I made Claude Code build trading strategies — and built an adversarial harness to stop it from cheating
Inspired by Karpathy's "autoresearch" idea, I pointed a general-purpose coding agent at crypto strategy design and said "go." First few attempts? Sharpe 3.0, 4.0, 5.0. Beautiful equity curves. Then I looked at the code — forward-looking features everywhere, labels leaking into signals, the usual.
The problem isn't that coding agents are bad at quant research. It's that they're great at p-hacking. They'll shift(-1) the wrong direction, normalize on the full sample, tune parameters until the backtest sings — and write a convincing explanation for why it all makes sense. Claude Code, Copilot, whatever — they all do this.
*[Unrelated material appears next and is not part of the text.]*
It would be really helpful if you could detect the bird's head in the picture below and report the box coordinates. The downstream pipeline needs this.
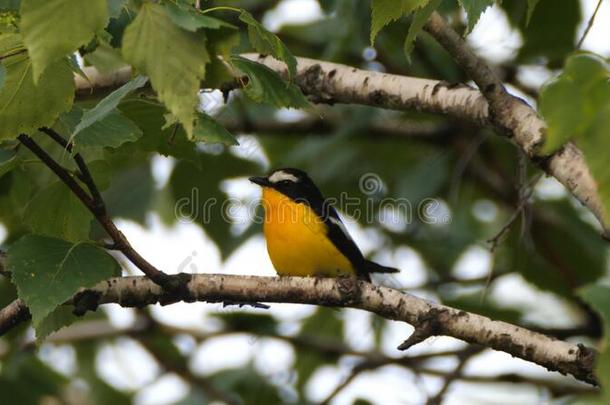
[250,168,322,202]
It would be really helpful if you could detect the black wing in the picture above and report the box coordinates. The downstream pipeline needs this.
[312,203,369,280]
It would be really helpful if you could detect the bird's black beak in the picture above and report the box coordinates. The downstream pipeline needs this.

So I built Alpha Forge — a coaching-based adversarial pipeline wrapped around a general-purpose coding agent. The agent writes the strategy code; the harness makes sure it can't cheat:
- 7 specialized LLM judges (leakage, overfit, realism, code smell, etc.) review every plan, every code change, and every result
- 5 deterministic guards scan for forward-looking ops, split contamination, and forbidden file edits — no LLM, pure code
- Mutation budgets cap how many parameters each family can tune before it's forced to fork
- Judges never reject — they coach. Each iteration gets actionable "must fix" feedback, and the coding agent decides how to respond
The harness is agent-agnostic — swap in Claude Code, Cursor, or any future coding agent, same pipeline applies. The insight is that you don't need a custom model for the researcher role. Off-the-shelf
coding agents already generate plausible strategy code. You just need to surround them with enough adversarial scrutiny that cheating becomes harder than doing honest research.
One graduating strategy so far (Sharpe 1.69 validation / 0.38 holdout). More importantly: the divergence-based families all failed. The funding-rate strategy couldn't find signal. The vol compression lineage took 5 forks to converge. Honest failure is the point.